When Mike Kovach was preparing to start his own business in 1985, help from the U.S. Small Business Administration was instrumental in making City Machine Technologies Inc. a reality.

“Without the SBA’s help, I would not be here today or showcasing our products on the White House lawn,” Kovach said. CMT recently represented Ohio at a Made in America product showcase at the White House. “To say the SBA was pivotal in our success would be an understatement.”

Kovach shared this Thursday in his introduction of SBA Administrator Linda McMahon at the Youngstown/Warren Regional Chamber’s Salute to Business event, where McMahon was the keynote speaker.

McMahon, addressing a room of several hundred, talked about what she described as record levels of optimism among America’s 30 million small businesses.

“What’s the source of all this optimism? I think a lot of it is what small businesses see in Washington,” she said.

McMahon pointed to three Trump administration policies: rolling back business regulations, tax cuts and workforce development initiatives.

“All of these initiatives ... really have just one goal: That’s helping small businesses grow and thrive,” she said.

Also at Thursday’s event, the chamber honored this year’s Salute to Business award recipients. The recipients were: Business Professional of the Year, Ryan Behenna, vice president of operations for Arconic Engineered Structures; Nonprofit Professional of the Year, Penny Wells, executive director of Sojourn to the Past; Small Business Person of the Year, Tyler Harden, president of Exospec; Business Advocate of the Year, Rob Gorham, executive director of America Makes; and Entrepreneur of the Year, Charles T. George, CEO of HAPCO.

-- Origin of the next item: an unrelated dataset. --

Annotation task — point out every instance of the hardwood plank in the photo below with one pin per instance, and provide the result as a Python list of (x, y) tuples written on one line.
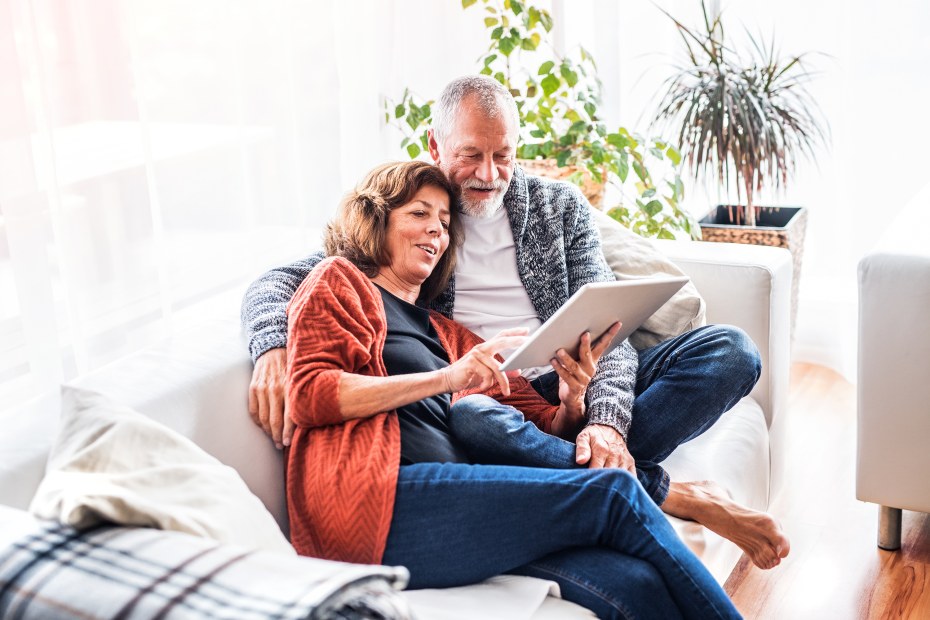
[(835, 569)]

After her speech, McMahon visited CMT’s electric machinery division on Martin Luther King Jr. Boulevard.

Kovach said CMT has benefited from regulatory reform and tax cuts, as well as an uptick in business that he attributes to “a businessman in the White House.”

CMT, like other manufacturing businesses, has struggled to find qualified, drug-free employees to fill jobs there. Kovach said about 50 percent of applicants fail drug screenings, even after being told they will be tested.

McMahon, noting an apprenticeship program Trump created with an executive order, said the president “is very dedicated to helping grow a skilled workforce.”